Full-dimensional multi-state simulation of the photodissociation of thioanisole

The photodissociation of thioanisole is very interesting because the experiments of Lim and Kim provide evidence for mode-specific effects on the product distribution. They showed that, with a specific S-CH₃ stretching mode being excited as the reagent is excited to the S₁ electronic state, there is a sharp increase in the proportion of the ground-state product to the excited-state product. In the present work, we report 78 011 full-dimensional semiclassical multi-state trajectories of the photodissociation process using the coherent switching with decay of mixing dynamics method. The potential surfaces and couplings are based on electronic structure calculations that include dynamic correlation through second order perturbation theory. We report results for four sets of initial conditions, one corresponding roughly to 0-0 excitation and three corresponding to exciting one vibrational mode, to look for mode-specific effects.
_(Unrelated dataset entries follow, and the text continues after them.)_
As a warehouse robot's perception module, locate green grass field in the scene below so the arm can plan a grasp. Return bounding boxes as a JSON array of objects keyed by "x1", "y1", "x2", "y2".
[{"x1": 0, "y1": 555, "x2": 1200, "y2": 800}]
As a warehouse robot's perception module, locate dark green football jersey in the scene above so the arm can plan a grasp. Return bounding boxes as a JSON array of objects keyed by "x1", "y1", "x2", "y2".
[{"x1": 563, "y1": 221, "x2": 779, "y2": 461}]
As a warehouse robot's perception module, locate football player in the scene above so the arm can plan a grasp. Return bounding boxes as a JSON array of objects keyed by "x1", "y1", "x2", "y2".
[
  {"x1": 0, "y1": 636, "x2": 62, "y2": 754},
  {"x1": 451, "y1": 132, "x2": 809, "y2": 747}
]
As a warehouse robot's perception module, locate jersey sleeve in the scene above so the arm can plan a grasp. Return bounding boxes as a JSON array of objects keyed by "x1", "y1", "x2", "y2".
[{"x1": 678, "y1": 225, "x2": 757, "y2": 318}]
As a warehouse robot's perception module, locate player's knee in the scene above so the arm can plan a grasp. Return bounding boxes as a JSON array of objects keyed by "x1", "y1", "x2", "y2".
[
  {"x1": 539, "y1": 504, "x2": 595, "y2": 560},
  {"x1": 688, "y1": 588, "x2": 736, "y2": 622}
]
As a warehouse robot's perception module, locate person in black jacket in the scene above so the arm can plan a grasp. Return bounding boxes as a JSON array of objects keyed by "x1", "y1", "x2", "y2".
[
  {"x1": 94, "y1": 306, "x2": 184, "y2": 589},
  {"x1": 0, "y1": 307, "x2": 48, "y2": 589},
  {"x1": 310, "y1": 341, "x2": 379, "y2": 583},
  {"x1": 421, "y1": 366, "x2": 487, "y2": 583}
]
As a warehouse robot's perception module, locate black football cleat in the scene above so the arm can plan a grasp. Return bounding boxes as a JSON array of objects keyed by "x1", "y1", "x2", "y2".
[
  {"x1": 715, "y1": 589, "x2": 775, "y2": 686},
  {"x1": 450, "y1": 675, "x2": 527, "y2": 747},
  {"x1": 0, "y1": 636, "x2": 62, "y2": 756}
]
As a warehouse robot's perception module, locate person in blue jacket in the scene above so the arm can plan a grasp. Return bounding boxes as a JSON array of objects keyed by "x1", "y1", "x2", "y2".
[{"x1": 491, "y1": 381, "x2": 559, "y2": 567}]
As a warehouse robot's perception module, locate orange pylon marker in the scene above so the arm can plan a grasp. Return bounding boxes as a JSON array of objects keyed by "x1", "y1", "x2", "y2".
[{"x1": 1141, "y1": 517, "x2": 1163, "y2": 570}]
The simulations show no significant mode-specific effect on the product energy distributions, but they do show an effect on the distribution of minimum-energy gaps in the trajectories and on the lifetime for dissociation. In particular, excitation of the S-CH₃ stretching mode leads to trajectories passing closer to the S₁-S₂ conical intersection and to shorter lifetimes. This provides a possible explanation of why experimental results are different for excitation of this vibration.